Reading view

There are new articles available, click to refresh the page.

Critics warn America’s ‘move fast’ AI strategy could cost it the global market

The Trump administration has made U.S. dominance in artificial intelligence a national priority, but some critics say a light-touch approach to regulating security and safety in U.S. models is making it harder to promote adoption in other countries.

White House officials have said since taking office that Trump intended to move away from predecessor Joe Biden’s emphasis on AI safety. Instead, they would allow U.S. companies to test and improve their models with minimal regulation, prioritizing speed and capability. 

But this has left other stakeholders, including U.S. businesses, to work out the rules of the road for themselves.

Camille Stewart Gloster, a former deputy national cyber director in the Biden administration, now owns and manages her own cyber and national security advisory firm. There are some companies, she said, who “recognize that security is performance.”

This means putting governance and security guardrails in place so the AI behaves as intended, access is tightly restricted , and inputs and outputs are monitored for unsafe or malicious activity that could create legal or regulatory risk.

“Unfortunately [there are] a small amount of organizations that realize it at a real, tangible ‘let’s put the money behind it’ level, and there are a number of small and medium organizations, and even some larger ones, that really just want to move fast and don’t quite understand how to strike that balance,” she said Monday at the State of the Net conference in Washington D.C.

Stewart Gloster said she has seen organizations inadvertently put users at risk by giving AI agents too much authority and too little oversight, leading to disastrous results. One company she advised was “effectively DDoSing their customers” with their AI agent, who was “flooding their customers with notifications to the point where they were upset, but they could not stop it, because cutting off the agent meant cutting off a critical capability.”

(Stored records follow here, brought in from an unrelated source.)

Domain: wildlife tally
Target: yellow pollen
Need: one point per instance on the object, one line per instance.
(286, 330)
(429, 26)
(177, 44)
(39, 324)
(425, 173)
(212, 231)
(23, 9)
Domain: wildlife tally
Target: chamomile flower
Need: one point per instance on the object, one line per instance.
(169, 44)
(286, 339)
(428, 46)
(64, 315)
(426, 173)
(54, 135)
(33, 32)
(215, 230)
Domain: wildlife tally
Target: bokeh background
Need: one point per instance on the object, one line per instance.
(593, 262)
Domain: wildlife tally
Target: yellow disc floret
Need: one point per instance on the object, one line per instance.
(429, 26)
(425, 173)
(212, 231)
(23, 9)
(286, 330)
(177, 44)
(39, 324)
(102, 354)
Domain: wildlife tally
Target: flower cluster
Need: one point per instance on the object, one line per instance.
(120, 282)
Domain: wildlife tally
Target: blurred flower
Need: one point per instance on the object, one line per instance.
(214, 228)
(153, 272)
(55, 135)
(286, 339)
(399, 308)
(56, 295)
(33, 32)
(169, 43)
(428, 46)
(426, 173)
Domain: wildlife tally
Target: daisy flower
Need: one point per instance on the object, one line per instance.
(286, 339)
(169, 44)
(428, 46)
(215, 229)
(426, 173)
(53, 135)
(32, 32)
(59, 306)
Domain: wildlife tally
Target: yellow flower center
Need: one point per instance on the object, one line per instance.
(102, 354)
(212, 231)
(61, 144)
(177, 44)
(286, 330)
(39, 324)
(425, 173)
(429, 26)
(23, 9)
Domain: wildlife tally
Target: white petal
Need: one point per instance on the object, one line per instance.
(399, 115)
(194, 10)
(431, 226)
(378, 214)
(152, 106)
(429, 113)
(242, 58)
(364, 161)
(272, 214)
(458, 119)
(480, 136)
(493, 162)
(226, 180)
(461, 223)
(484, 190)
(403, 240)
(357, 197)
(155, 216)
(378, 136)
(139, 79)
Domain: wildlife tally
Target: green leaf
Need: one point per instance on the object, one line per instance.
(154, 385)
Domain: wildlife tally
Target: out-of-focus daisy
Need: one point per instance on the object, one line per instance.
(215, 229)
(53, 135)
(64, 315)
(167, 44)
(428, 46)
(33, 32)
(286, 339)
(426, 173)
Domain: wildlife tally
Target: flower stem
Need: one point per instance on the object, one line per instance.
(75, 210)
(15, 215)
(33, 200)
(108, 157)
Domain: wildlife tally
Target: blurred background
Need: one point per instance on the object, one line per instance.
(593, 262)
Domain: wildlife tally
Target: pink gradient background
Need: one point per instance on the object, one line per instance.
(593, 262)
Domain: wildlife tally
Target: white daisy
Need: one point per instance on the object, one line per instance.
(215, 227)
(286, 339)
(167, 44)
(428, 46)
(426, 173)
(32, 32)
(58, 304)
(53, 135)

The Trump administration and Republicans in Congress have made global AI leadership a top national priority. They argue that new regulations for the fast-growing AI industry would inhibit innovation and make U.S. tech companies less competitive. 

Some worry that the GOP’s zeal to boost U.S. AI companies may backfire. Michael Daniel, former White House Cybersecurity Coordinator during the Obama administration, said artificial intelligence regulations in the U.S. remain woefully inadequate to gain broad adoption in other parts of the world, like Europe, where regulatory safety and security standards for commercial AI models are often higher.

“If we don’t take action here in the United States, we may find ourselves…being forced to play the follower, because not everybody will wait for us,” said Daniel, “And I would say that geopolitics are making that even less likely, and it’s making it more likely that others will move faster and more sharply than the U.S. will.”

One recent example: Elon Musk’s xAI is currently under investigation by multiple regulators on the state and international level following the generation of millions of nonconsensual, deepfakes nudes, sexualized photos and Child Sexual Abuse Material of real user photos by its AI tool Grok. Multiple countries have threatened to ban or restrict the use of X and Grok in their countries over the episode.

Musk himself has at times endorsed Grok’s propensity for making controversial or objectionable content, promoting features like “spicy mode” that make the model more offensive and vulgar, including by generating nude deepfakes generated from photos of real individuals.

AI researcher Emily Barnes noted that Grok’s Spicy Mode “sits squarely in a zone where intellectual property jurisprudence, platform governance and human rights frameworks have yet to align.”

“The result is a capability that can mass-produce non-consensual sexual images at scale without triggering consistent legal consequences” in the U.S.,” she wrote.

Daniel is part of a growing chorus of U.S. policymakers – mostly Democrats – who have argued over the past year that strong security and safety guardrails will help U.S.-made AI models compete on the world stage, not hurt them.

Last year, Sen. Mark Kelly, D-Ariz., urged that similar security and safety protections become a core part of how U.S. AI tools are built “not only to ensure the technology is safe for businesses and individuals to use and isn’t leveraged in widespread discrimination or scamming, but also because they can serve as a key differentiator between the U.S. and other competitors like China and Russia.”

“If we create the rules, maybe we can get our allies to work within the system that we have and we’ve created,” Kelly added. “I think we’ll have leverage there, I hope we do.”Stewart Gloster said that in the absence of direction or regulation by the federal government, industry is finding that any rules of the road around ensuring security and reliability will have to come from companies looking to protect their own brand partnering with other, smaller regulatory stakeholders.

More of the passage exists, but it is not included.